The hipster is dead, and a new kind of customer is apparently to blame. Dubbed “Yuccies” (short for “Young Urban Creatives”), this new term is meant to describe people who share the characteristics of both yuppies and millennial hipsters.
In an article for Mashable, writer David Infante, a self-professed Yuccie, described this subculture as:
“A slice of Generation Y, borne of suburban comfort, indoctrinated with the transcendent power of education, and infected by the conviction that not only do we deserve to pursue our dreams; we should profit from them.”
Infante provides an irreverent list of defining Yuccie characteristics: a love for the TV classic Seinfeld and boozy painting classes and a yearning to visit Austin.

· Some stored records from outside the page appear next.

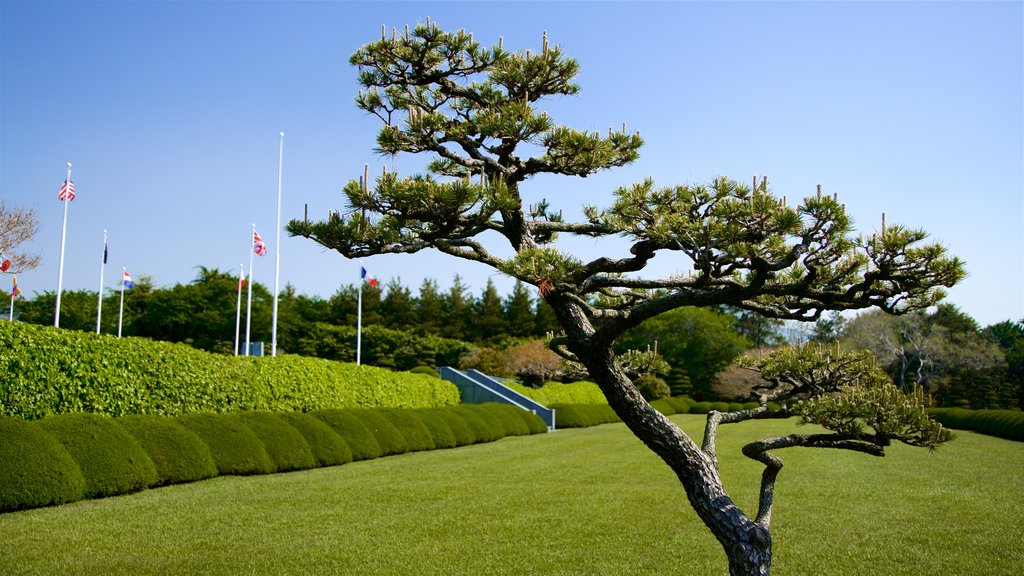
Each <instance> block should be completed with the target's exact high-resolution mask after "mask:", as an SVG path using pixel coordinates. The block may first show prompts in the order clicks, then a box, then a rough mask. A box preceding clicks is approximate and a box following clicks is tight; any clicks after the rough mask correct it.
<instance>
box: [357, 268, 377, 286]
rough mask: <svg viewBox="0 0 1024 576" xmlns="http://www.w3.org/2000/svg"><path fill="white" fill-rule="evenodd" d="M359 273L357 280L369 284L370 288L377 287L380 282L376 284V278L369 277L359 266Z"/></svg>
mask: <svg viewBox="0 0 1024 576" xmlns="http://www.w3.org/2000/svg"><path fill="white" fill-rule="evenodd" d="M359 271H360V272H359V278H361V279H362V281H364V282H366V283H367V284H369V285H371V286H377V285H378V284H380V282H377V279H376V278H374V277H372V276H370V275H369V274H368V273H367V269H365V268H362V266H359Z"/></svg>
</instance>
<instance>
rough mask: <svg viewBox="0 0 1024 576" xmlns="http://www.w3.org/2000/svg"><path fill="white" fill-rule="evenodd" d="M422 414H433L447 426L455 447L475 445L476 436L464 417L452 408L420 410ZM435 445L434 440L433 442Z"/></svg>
mask: <svg viewBox="0 0 1024 576" xmlns="http://www.w3.org/2000/svg"><path fill="white" fill-rule="evenodd" d="M421 410H423V411H424V412H427V413H430V414H433V415H435V416H437V418H439V419H440V420H442V421H443V422H444V423H445V424H447V426H449V429H451V430H452V436H453V437H454V438H455V445H456V446H468V445H470V444H476V442H477V441H476V434H475V433H474V431H473V428H472V427H471V426H470V424H469V423H468V422H467V421H466V419H465V418H464V417H462V416H461V415H460V414H457V413H456V412H455V410H454V409H452V408H422V409H421ZM434 442H435V443H436V439H435V441H434Z"/></svg>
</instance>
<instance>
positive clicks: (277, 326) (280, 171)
mask: <svg viewBox="0 0 1024 576" xmlns="http://www.w3.org/2000/svg"><path fill="white" fill-rule="evenodd" d="M280 149H281V150H280V152H279V153H278V238H276V240H274V243H273V246H274V248H276V254H275V256H274V258H275V259H276V262H275V263H274V268H273V318H272V320H271V322H270V324H271V326H270V356H271V357H274V356H278V293H279V292H280V286H281V174H282V169H283V167H284V165H285V133H284V132H281V147H280Z"/></svg>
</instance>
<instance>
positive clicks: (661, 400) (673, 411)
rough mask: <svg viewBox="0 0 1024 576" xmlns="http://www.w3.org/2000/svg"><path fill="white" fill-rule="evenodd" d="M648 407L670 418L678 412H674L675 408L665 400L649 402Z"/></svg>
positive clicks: (656, 400)
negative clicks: (670, 416) (656, 410)
mask: <svg viewBox="0 0 1024 576" xmlns="http://www.w3.org/2000/svg"><path fill="white" fill-rule="evenodd" d="M650 405H651V407H652V408H654V410H657V411H658V412H660V413H662V414H665V415H666V416H671V415H673V414H675V413H676V412H678V410H676V406H675V405H674V404H672V403H671V402H669V401H668V399H665V398H659V399H657V400H655V401H654V402H651V403H650Z"/></svg>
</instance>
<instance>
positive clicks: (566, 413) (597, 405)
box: [551, 404, 622, 428]
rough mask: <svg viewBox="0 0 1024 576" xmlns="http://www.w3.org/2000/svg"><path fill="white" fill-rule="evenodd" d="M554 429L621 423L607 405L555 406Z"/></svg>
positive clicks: (573, 427) (552, 407)
mask: <svg viewBox="0 0 1024 576" xmlns="http://www.w3.org/2000/svg"><path fill="white" fill-rule="evenodd" d="M551 408H554V409H555V428H580V427H587V426H596V425H598V424H607V423H611V422H621V421H622V420H621V419H620V418H618V415H617V414H615V411H614V410H612V409H611V407H610V406H608V405H607V404H604V405H599V404H556V405H554V406H552V407H551Z"/></svg>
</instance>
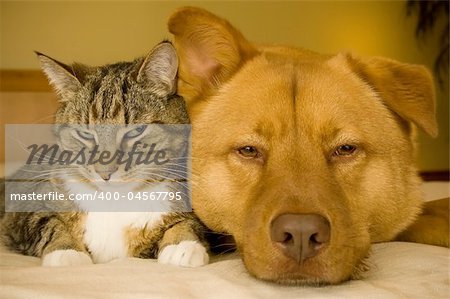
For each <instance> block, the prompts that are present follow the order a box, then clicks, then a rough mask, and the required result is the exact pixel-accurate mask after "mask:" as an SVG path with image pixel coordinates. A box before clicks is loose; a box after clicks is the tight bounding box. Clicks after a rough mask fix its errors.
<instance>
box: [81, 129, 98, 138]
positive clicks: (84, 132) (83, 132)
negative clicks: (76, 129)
mask: <svg viewBox="0 0 450 299" xmlns="http://www.w3.org/2000/svg"><path fill="white" fill-rule="evenodd" d="M77 134H78V136H80V137H81V138H83V139H85V140H94V139H95V137H94V135H93V134H91V133H89V132H86V131H81V130H77Z"/></svg>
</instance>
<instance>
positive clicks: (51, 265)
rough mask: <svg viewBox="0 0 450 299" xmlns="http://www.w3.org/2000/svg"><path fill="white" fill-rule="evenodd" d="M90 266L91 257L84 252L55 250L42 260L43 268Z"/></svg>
mask: <svg viewBox="0 0 450 299" xmlns="http://www.w3.org/2000/svg"><path fill="white" fill-rule="evenodd" d="M88 264H92V259H91V257H90V256H89V255H88V254H86V253H85V252H81V251H76V250H73V249H68V250H55V251H52V252H50V253H48V254H46V255H45V256H44V257H43V258H42V266H44V267H64V266H77V265H88Z"/></svg>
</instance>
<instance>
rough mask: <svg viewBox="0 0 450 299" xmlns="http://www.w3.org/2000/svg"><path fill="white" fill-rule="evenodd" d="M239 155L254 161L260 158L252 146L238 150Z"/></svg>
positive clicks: (243, 146)
mask: <svg viewBox="0 0 450 299" xmlns="http://www.w3.org/2000/svg"><path fill="white" fill-rule="evenodd" d="M237 151H238V153H239V155H241V156H242V157H243V158H246V159H255V158H258V157H259V156H260V153H259V151H258V149H257V148H256V147H254V146H243V147H241V148H239V149H238V150H237Z"/></svg>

Not to be left behind, BuzzFeed created a mega-list of 99 things Yuccies are supposed to like, including:
- Having a solid opinion about hot yoga
- Taking it personally when someone says they don’t like Beyoncé
- Creating their own vacation hashtag on Instagram
- Remembering MySpace
For businesses, the fact that everyone’s talking about yuccies right now might makes it tempting to launch marketing campaigns aimed at this group. But the truth is that marketers have only a cursory understanding of this newly-identified group. So far, all the articles written about yuccies are opinion pieces—written by people who identify as yuccies themselves. Before Infante’s article, “yuccie” wasn’t even a term, so who knows if this is an actual subculture.
Before launching a marketing campaign featuring young, bearded creatives, it’s crucial to dig deeper and get to know the true motivations and attitudes of this audience. Marketers should also remember that “yuccies” is ultimately just another way of categorizing millennials. Before attempting to market to yuccies, hipsters, HENRYs or any other millennials, step back and get to know the customers you’re trying to reach. Solid marketing plans are built on a close relationship with a target market—which requires direct, ongoing engagement.
In the near future, now that the term has entered the mainstream consciousness, I have no doubt that enterprising marketers will launch campaigns aimed at yuccies. To pull it off, marketers need to do their own research before going after a subculture that may or may not exist.